Lincoln, NE (March 15, 2022) Former Nebraska track and field world record holder and Olympic gold medalist Charlie Greene passed away at the age of 76 on Monday.
Greene was a six-time national champion on the track for the Huskers during his career from 1965-67, winning the most NCAA titles of any Nebraska male track and field student-athlete. Greene, who was inducted into the first Nebraska Athletics Hall of Fame Class of 2015, won three straight 60-yard dash titles at the 1965, 1966 and 1967 NCAA Indoor Championships, and he was also the NCAA outdoor champion in the 100-meter dash in each of those years. The first Husker to successfully defend an NCAA title in any sport, Greene was also a seven-time All-American and 11-time conference champion. To this day, Greene holds Nebraska school records in the 50-yard dash, 60-yard dash and 100-meter dash.
A former world record holder in the 100-meter dash, Greene was a two-time U.S. Olympian. In 1968, Greene was a member of the U.S. 4×100-meter relay team that won the Gold Medal with a world-record time of 38.19. After winning the first Gold Medal by a Husker student-athlete in the history of Nebraska Athletics, Greene became NU’s first student-athlete to win multiple Olympic medals when he added a Bronze Medal in the 100-meter dash despite injuring his hamstring. In 1992, Greene was inducted into the USA Track & Field Hall of Fame, and he is also a member of the U.S. Olympic Hall of Fame.
“We are deeply saddened to hear of the passing of Charlie Greene and our thoughts and prayers are with his wife, Linda, and his entire family,” said Dr. Lawrence Chatters, Executive Associate AD for Diversity, Equity and Inclusion at the Nebraska Athletic Department and friend of Greene. “Charlie exemplified what it means to be a Husker. He was an amazing student-athlete while here at Nebraska and then went on to serve his country honorably in the United States Army. Charlie was a personal friend and mentor to me and many others, and he will be missed dearly.”
Greene was a graduate student when he became a member of the U.S. Track and Field team. After the Olympics, he returned to the University of Nebraska-Lincoln to finish his degree. During his military career, Greene served in the ROTC, in the military’s equal opportunity and race relations programs and as coach of the All-Army Track team. He was stationed in West Point, New York and West Berlin, Germany, and rose to the rank of major. After a 24-year career, Greene retired from the army and worked for Special Olympics International in Washington, D.C., before returning to Lincoln, Nebraska, where he spent six years working in student affairs for the university.
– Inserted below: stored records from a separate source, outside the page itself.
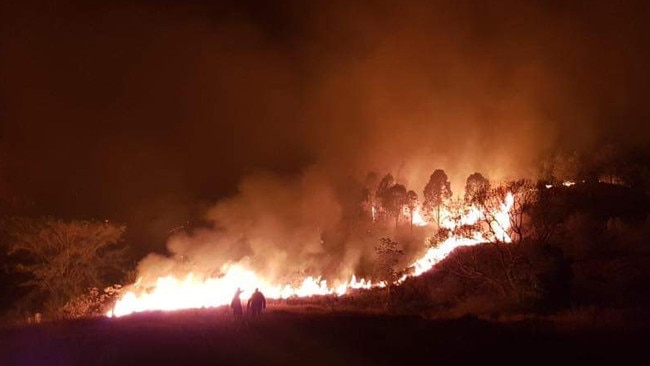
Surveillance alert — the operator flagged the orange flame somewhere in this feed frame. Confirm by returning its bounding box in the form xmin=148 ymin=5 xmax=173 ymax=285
xmin=106 ymin=193 xmax=514 ymax=317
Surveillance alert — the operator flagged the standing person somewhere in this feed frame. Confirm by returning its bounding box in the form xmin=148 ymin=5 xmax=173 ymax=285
xmin=230 ymin=287 xmax=244 ymax=320
xmin=246 ymin=288 xmax=266 ymax=319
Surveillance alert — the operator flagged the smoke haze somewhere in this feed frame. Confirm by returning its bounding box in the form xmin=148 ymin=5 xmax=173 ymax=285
xmin=0 ymin=1 xmax=650 ymax=277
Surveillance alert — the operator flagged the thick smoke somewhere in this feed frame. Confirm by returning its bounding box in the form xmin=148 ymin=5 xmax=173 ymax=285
xmin=0 ymin=0 xmax=650 ymax=284
xmin=132 ymin=1 xmax=647 ymax=279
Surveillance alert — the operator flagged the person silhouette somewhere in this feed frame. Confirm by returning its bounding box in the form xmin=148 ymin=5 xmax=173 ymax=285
xmin=246 ymin=288 xmax=266 ymax=319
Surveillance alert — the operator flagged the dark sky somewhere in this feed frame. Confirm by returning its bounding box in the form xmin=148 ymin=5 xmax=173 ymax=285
xmin=0 ymin=0 xmax=650 ymax=256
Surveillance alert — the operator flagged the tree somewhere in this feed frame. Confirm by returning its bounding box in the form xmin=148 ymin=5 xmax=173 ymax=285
xmin=406 ymin=190 xmax=418 ymax=232
xmin=423 ymin=169 xmax=452 ymax=226
xmin=375 ymin=173 xmax=395 ymax=222
xmin=382 ymin=184 xmax=406 ymax=228
xmin=375 ymin=237 xmax=404 ymax=304
xmin=465 ymin=172 xmax=490 ymax=204
xmin=362 ymin=172 xmax=379 ymax=222
xmin=2 ymin=217 xmax=127 ymax=316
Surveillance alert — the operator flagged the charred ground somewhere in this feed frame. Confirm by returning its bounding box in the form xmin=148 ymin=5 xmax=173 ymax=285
xmin=0 ymin=305 xmax=650 ymax=366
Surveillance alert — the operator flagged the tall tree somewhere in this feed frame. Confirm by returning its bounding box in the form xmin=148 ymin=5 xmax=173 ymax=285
xmin=406 ymin=190 xmax=418 ymax=232
xmin=375 ymin=237 xmax=404 ymax=305
xmin=423 ymin=169 xmax=452 ymax=225
xmin=363 ymin=172 xmax=379 ymax=222
xmin=2 ymin=217 xmax=127 ymax=315
xmin=382 ymin=184 xmax=407 ymax=228
xmin=465 ymin=172 xmax=490 ymax=204
xmin=375 ymin=173 xmax=395 ymax=222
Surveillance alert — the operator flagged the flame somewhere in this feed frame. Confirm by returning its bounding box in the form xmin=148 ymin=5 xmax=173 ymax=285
xmin=413 ymin=207 xmax=429 ymax=226
xmin=106 ymin=193 xmax=514 ymax=317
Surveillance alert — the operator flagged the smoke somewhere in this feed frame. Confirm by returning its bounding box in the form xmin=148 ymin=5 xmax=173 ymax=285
xmin=132 ymin=1 xmax=647 ymax=279
xmin=0 ymin=0 xmax=650 ymax=278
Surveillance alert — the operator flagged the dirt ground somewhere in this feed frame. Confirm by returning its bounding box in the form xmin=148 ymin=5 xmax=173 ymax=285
xmin=0 ymin=309 xmax=650 ymax=366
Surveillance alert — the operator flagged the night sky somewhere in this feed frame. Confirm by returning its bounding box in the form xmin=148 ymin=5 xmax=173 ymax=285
xmin=0 ymin=0 xmax=650 ymax=258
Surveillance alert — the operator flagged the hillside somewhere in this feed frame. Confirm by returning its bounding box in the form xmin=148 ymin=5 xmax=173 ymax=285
xmin=0 ymin=307 xmax=650 ymax=366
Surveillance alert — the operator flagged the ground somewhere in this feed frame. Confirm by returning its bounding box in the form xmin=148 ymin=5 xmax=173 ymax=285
xmin=0 ymin=308 xmax=650 ymax=366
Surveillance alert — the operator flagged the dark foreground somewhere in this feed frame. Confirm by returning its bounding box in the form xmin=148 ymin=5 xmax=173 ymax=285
xmin=0 ymin=309 xmax=650 ymax=366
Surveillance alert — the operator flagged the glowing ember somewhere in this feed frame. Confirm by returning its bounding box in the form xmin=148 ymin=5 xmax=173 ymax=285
xmin=106 ymin=193 xmax=514 ymax=317
xmin=413 ymin=207 xmax=429 ymax=226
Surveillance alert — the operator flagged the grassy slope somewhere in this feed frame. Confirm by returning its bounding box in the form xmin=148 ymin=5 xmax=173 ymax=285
xmin=0 ymin=307 xmax=650 ymax=366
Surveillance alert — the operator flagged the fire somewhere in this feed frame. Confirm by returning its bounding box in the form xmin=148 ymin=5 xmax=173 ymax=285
xmin=106 ymin=193 xmax=514 ymax=317
xmin=413 ymin=207 xmax=429 ymax=226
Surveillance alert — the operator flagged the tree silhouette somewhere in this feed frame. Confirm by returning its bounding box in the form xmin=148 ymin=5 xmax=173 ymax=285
xmin=2 ymin=217 xmax=127 ymax=315
xmin=383 ymin=184 xmax=407 ymax=227
xmin=406 ymin=190 xmax=418 ymax=232
xmin=423 ymin=169 xmax=452 ymax=225
xmin=465 ymin=173 xmax=490 ymax=205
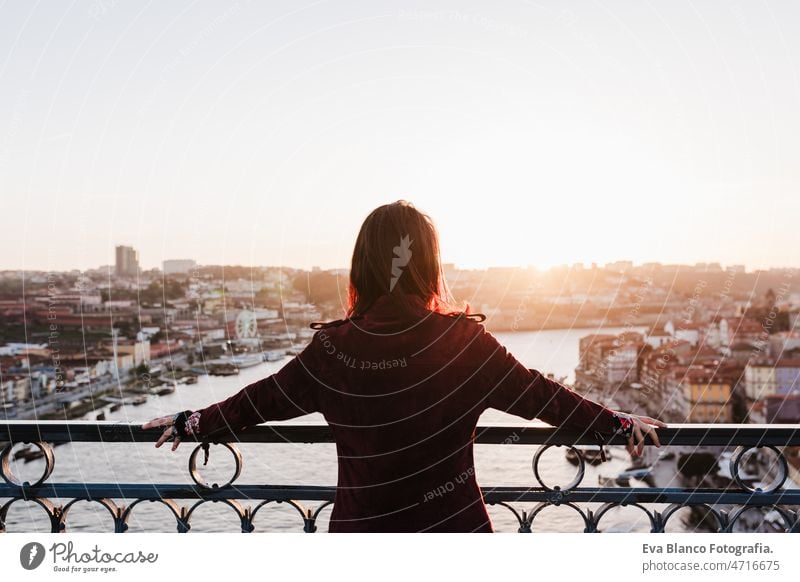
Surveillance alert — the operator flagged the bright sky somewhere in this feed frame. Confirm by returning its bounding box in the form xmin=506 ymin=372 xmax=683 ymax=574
xmin=0 ymin=0 xmax=800 ymax=269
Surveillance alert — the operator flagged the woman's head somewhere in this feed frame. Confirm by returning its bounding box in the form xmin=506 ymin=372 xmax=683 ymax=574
xmin=348 ymin=200 xmax=460 ymax=317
Greene remained a big part of the Lincoln community throughout his life, as he trained high school track and field athletes, volunteered for the Husker Life Skills program, and enjoyed being part of Nebraska’s Athletic Department community and a supporter of all Husker student-athletes.
Denny Walker, a teammate of Greene’s at Nebraska from 1965-67 and lifelong friend, said in addition to being an incredible athlete, Greene was a loving person, a family guy, and a loyal, dedicated friend.
“Charlie’s very favorite place was the University of Nebraska. It meant more to him than anybody that I know. You’d call his phone back in the day, and on the answering machine he would say ‘No one’s home, Go Big Red!’ I felt honored to be on a relay team with the fastest man in the world. He helped me fulfill my dream.
“One of his favorite things was to go down to the University and sit and talk to the athletes. He’d be so proud when an athlete would perform beyond what they’d ever done. He felt so good about helping those kids become the people they had become.
“In his backyard, he had a setup for kids to learn how to sprint the 40-yard dash, and Charlie would help get athletes two-to-three-tenths of a second faster. It didn’t matter who you were or what sport you played, there was nothing he enjoyed more than helping kids become better athletes and people.”
In recent years, Greene continued to support his alma mater, regularly attending Nebraska track and field meets and other Husker sporting events.
“I’d come down and pick him up at Tabitha and take him to track meets,” Walker said. “He just loved it so much. We had talked about going to a football game this fall. He had the will to live and still wanted to go. If Nebraska lost a football game, he’d be thinking of a way they could do better and win. He was endless about Nebraska.”